Главная для меня неожиданность недели: Tengrinews опубликовал видеоинтервью казахстанской журналистки Акмарал Баталовой с министром обороны России Сергеем Шойгу, да ещё и продублировал его в печатном формате. Забегая вперёд, скажу, что, углубившись в анализ, кажется, я понял, зачем оно было создано. А в целом эта журналистская работа полна недостатков. Попробую объяснить своё мнение подробно, а обнаруженные недочёты перечислю по пунктам.
Заголовок на грани кликбейта
«Интервью с Шойгу. Секрет про американцев, Казахстан и “армия Турана”» — под таким заголовком был опубликован этот материал. И он, конечно же, привлёк внимание читателей. На исходе дня опубликования счётчик показывал десятки тысяч просмотров. Но что же скрывается под гордой пометкой «Эксклюзив», поставленной авторами материала? Во-первых, неточный заголовок — заявленный «секрет про американцев» не обосновывается содержанием.
«Не буду скрывать, что и сегодня в Сирии на оперативном, на тактическом уровне у нас очень тесные контакты с американскими коллегами. Может быть, если это для кого-то секрет (выделено мной — С. К.), я его открываю, этот секрет. У нас на уровне наших, по-гражданскому назову, управленцев в воздушном пространстве и ведению работы в воздухе по борьбе с терроризмом по нескольку раз в день бывают контакты», — говорит Сергей Шойгу, отвечая на один из вопросов журналистки.
Проблема в том, что озвученное российским министром не является секретом (то есть официально засекреченной либо хотя бы каким-то образом скрываемой информацией). И мирное тактико-оперативное взаимодействие представителей разных (даже увязших в политическом соперничестве) государств на территории Сирии — это общеизвестный факт. То есть ничего такого, что стоило бы выносить в заголовок, в данном случае Шойгу не озвучил, и очевидно, что слово «секрет» употребил как риторическую фигуру.
Отсутствие контроля над беседой
Для удобства предлагаю любознательному читателю, посмотрев видеоверсию интервью, пролистать и текстовый его вариант. Так будет понятно, почему 20-минутный разговор кажется гораздо более долгим. Дело в том, что в эту треть часа уместилось всего пять вопросов журналистки. Соответственно, ответы оказались, мягко говоря, затянутыми. Например, на первый вопрос российский министр в свойственной ему неторопливой манере отвечал шесть минут, в течение которых собеседница и не пыталась прервать поток мыслей политика. Вопрос касался новых внешнеполитических повадок администрации Байдена и того, как избрание нового президента США может сказаться на отношениях с Россией.

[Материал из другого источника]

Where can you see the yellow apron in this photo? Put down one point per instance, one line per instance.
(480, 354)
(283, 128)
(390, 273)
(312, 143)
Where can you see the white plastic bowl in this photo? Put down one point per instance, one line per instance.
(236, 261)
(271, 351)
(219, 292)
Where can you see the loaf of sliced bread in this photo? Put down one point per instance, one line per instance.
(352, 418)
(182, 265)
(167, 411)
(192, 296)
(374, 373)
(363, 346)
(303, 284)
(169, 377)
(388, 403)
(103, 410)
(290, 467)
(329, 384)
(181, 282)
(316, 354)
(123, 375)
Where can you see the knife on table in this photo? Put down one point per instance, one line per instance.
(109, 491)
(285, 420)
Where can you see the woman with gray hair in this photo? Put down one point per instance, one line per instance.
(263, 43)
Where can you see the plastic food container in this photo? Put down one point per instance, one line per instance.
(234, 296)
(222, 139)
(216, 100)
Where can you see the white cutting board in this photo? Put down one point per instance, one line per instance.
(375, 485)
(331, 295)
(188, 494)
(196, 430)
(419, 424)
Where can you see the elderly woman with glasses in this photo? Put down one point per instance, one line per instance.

«…Как это относится к Казахстану вместе с Россией? Чего нам ожидать?» — завершает вопрос несколько размытой формулировкой Баталова. И получает тот самый столь же разреженный по смыслу шестиминутный ответ, включающий описание борьбы с международным терроризмом мировых держав, успехи России в Сирии, совместное с другими странами уничтожение химического оружия. Ответ, включающий много общей (и общеизвестной) информации, однако не отвечающий даже на заданный вопрос. И такое повторяется на протяжении всего интервью. Общие вопросы сопровождаются какой-то застенчивостью и нежеланием направить собеседника в нужное русло, даже если его мысль давно скачет галопом по отвлечённым темам. Вообще политики, а тем более крупного калибра, — сложнейшие собеседники для журналистов, и пускать на самотёк беседу с прирождёнными харизматиками, умеющими захватить в диалоге инициативу, — сомнительная стратегия.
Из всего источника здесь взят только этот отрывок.